Mahkemece, bozmaya uyularak yapılan yargılamada davalar birleştirildikten sonra gerçek kişilerin tescil davalarınn reddine,...... Yönetiminin tescili isteminin kabulü ile ...... ili, ...... ilçesi, ...... köyünde bulunan 07.04.2005 tarihli fen bilirkişi krokisinde (B) ile gösterilen 52125 m2 ve (A) işaretli 36014 m2 yüzölçmündeki bölümlerin orman niteliğiyle ... adına tapuya tesciline karar verilmiş, hüküm davalı ... Yönetimi tarafından ...... Özdemir tarafından dava edilen yerin orman olarak tescilini istedikleri, bu yer 50000 m2 olduğu halde, 36014 m2 bölümün orman olarak tescilinin doğru olmadığı iddiasıyla, davacı ... ve ...... Özdemir tarafından da yararlarına dava ettikleri yerin orman ile ilgisinin olmadığı, yararlarına zilyetlikle edinme koşullarının oluştuğu halde, bu yerin orman olarak tescilinin doğru olmadığı iddiasıyla temyiz edilmiş Yargıtay 20. Hukuk Dairesinin 20.11.2012 tarih, 2012/11814 E. - 12991 K. sayılı kararı ile bozulmuştur.

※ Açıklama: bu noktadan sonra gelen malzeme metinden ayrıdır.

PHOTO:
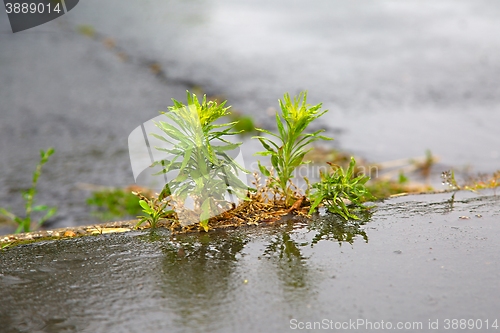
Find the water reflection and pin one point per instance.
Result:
(201, 276)
(197, 272)
(332, 227)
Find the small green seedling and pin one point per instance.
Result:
(205, 171)
(24, 224)
(154, 209)
(339, 190)
(289, 147)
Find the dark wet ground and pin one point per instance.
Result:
(419, 259)
(398, 77)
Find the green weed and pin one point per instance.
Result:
(288, 147)
(155, 208)
(24, 224)
(114, 203)
(339, 190)
(205, 170)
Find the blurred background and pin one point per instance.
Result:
(399, 78)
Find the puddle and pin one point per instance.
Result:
(418, 259)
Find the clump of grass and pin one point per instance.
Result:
(339, 190)
(206, 173)
(25, 223)
(114, 203)
(287, 148)
(205, 170)
(155, 208)
(473, 184)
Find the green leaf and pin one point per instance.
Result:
(144, 205)
(264, 170)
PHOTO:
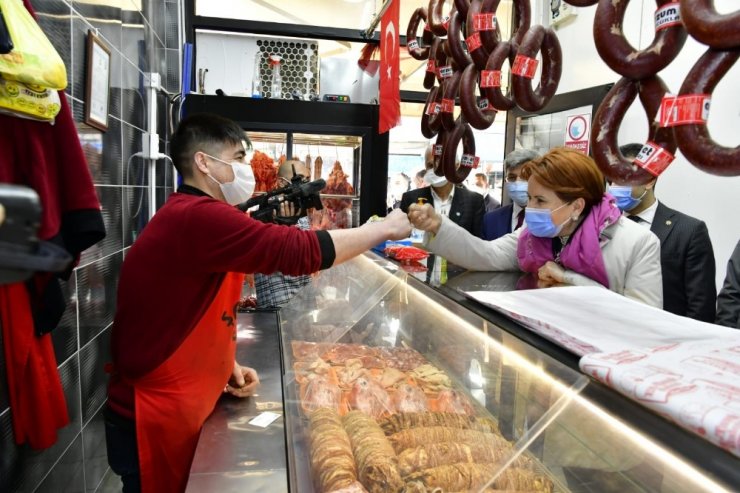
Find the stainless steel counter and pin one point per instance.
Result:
(233, 455)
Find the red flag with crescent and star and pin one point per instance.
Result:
(390, 83)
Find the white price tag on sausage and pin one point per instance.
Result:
(263, 420)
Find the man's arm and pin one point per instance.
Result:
(699, 273)
(728, 301)
(349, 243)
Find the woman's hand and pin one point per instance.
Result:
(551, 273)
(425, 218)
(243, 381)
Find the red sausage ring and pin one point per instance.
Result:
(461, 132)
(620, 55)
(694, 140)
(608, 119)
(499, 55)
(707, 26)
(545, 39)
(412, 43)
(477, 117)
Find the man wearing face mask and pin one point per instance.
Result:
(464, 207)
(686, 253)
(574, 233)
(174, 333)
(510, 217)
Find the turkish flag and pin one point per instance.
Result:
(390, 83)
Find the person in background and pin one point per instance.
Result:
(728, 300)
(275, 290)
(574, 233)
(686, 253)
(481, 186)
(464, 207)
(173, 340)
(419, 179)
(398, 184)
(510, 217)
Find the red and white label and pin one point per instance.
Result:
(668, 15)
(469, 161)
(473, 42)
(433, 108)
(653, 158)
(684, 110)
(524, 66)
(484, 21)
(485, 105)
(445, 72)
(448, 105)
(490, 78)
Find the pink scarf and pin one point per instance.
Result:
(582, 254)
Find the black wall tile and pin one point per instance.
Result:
(96, 459)
(136, 213)
(110, 201)
(97, 284)
(67, 475)
(93, 358)
(53, 17)
(64, 337)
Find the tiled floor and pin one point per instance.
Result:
(111, 483)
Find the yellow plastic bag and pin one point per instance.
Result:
(32, 102)
(33, 59)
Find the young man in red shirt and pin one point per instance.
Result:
(174, 333)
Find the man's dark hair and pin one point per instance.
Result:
(630, 151)
(203, 132)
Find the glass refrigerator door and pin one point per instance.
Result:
(336, 159)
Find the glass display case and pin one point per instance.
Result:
(416, 392)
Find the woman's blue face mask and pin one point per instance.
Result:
(540, 223)
(625, 200)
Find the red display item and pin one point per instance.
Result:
(412, 43)
(430, 121)
(405, 253)
(694, 140)
(504, 51)
(461, 132)
(708, 26)
(480, 118)
(454, 40)
(621, 56)
(538, 39)
(608, 119)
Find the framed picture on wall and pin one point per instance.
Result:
(97, 89)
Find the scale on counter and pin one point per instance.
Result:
(336, 98)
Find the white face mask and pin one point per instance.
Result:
(242, 187)
(434, 180)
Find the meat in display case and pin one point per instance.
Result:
(391, 386)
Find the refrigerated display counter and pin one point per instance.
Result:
(383, 381)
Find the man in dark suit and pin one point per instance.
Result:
(686, 254)
(463, 206)
(508, 218)
(481, 186)
(728, 300)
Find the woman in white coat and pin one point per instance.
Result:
(574, 234)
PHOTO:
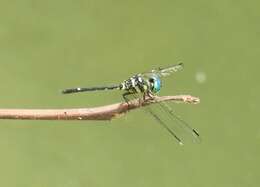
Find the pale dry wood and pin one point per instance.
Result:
(98, 113)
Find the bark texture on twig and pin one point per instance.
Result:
(98, 113)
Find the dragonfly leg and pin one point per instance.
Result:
(126, 99)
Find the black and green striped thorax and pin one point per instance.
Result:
(135, 84)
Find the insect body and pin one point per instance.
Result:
(148, 84)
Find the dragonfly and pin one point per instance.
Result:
(148, 84)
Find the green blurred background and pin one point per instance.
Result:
(46, 46)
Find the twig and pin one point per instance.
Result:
(98, 113)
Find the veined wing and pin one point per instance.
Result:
(151, 111)
(179, 124)
(162, 72)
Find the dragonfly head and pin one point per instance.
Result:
(155, 83)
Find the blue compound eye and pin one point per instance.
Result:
(156, 84)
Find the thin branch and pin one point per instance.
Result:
(98, 113)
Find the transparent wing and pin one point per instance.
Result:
(162, 72)
(177, 127)
(152, 112)
(180, 124)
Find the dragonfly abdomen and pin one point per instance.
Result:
(98, 88)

Hükmüne uyulan bozma kararında: ""Mahkemece, bozmaya uyma kararı verilmese de, eylemli olarak bozmaya uyduğu halde, bozmada değinilen araştırma ve keşif yapılmadan, kadastro müdürlüğünün, 1954 yılı arazi kadastrosunda orman olduğu için tapulama dışı bırakıldığının bildirildiği, çekişmeli taşınmazın bulunduğu yerde orman kadastrosunun yapılmadığı bu nedenle orman sayılacağı gerekçesiyle davanın reddine karar vermiştir. Gerçekten de; çeşmeli taşınmazların bulunduğu bölgede arazi kadastrosu 1954 yılında 5602 sayılı Kadastro Kanununun yürürlüğü sırasında yapıldığı, çekişmeli taşınmazların arazi kadastro ekibi tarafından fundalık niteliğinde olduğu tesbit edilerek, tapulama dışı bırakıldığı belirlenmiştir. Bu belirleme aksi ispatlanana kadar çekişmeli taşınmazların bulunduğu yerin fundalık niteliğinde olduğu yönünde güçlü bir delil olup, bu olgunun aksi ispatlanabileceği gibi, 1954 yılında yürürlükte bulunan, 3116 sayılı Kanuna 5653 sayılı Kanun ile eklenen 1/E madde gereğince muhafaza karaktei taşımayan funda ve makilikler orman sayılmamış, 6831 sayılı yasanın 1/J maddesinde aynı esas benimsenmiştir. Gerek, bilimsel çevreler, gerekse, yargısal içtihatlarında, eğimi %12"yi aşmayan yerlerin toprak ve su muhafaza karakteri taşımadığı kabul edildiği gibi, Orman Kadastro Yönetmeliğinin 26. maddesinde de bu olguya yer verilmiştir. Açıklanan bu durum karşısında çekişmeli taşnmazların bulunduğu yerin fundalık olarak tapulama dışı bırakıldığı kabul edilse bile, fundalık olarak tapulama dışı bırakılması nedeniyle, orman kadastrosu yapılana kadar orman olarak tapulama dışı bırakıldığı kabul edilemez. Taşınmazların orman sayılan yerlerden olup olmadığı ve kazandırıcı zamanaşımı zilyetliği yoluyla edinilecek yerlerden olup olmadığı, daire bozma kararında değinilen yöntemle araştırılması"" gereğine değinilmiştir.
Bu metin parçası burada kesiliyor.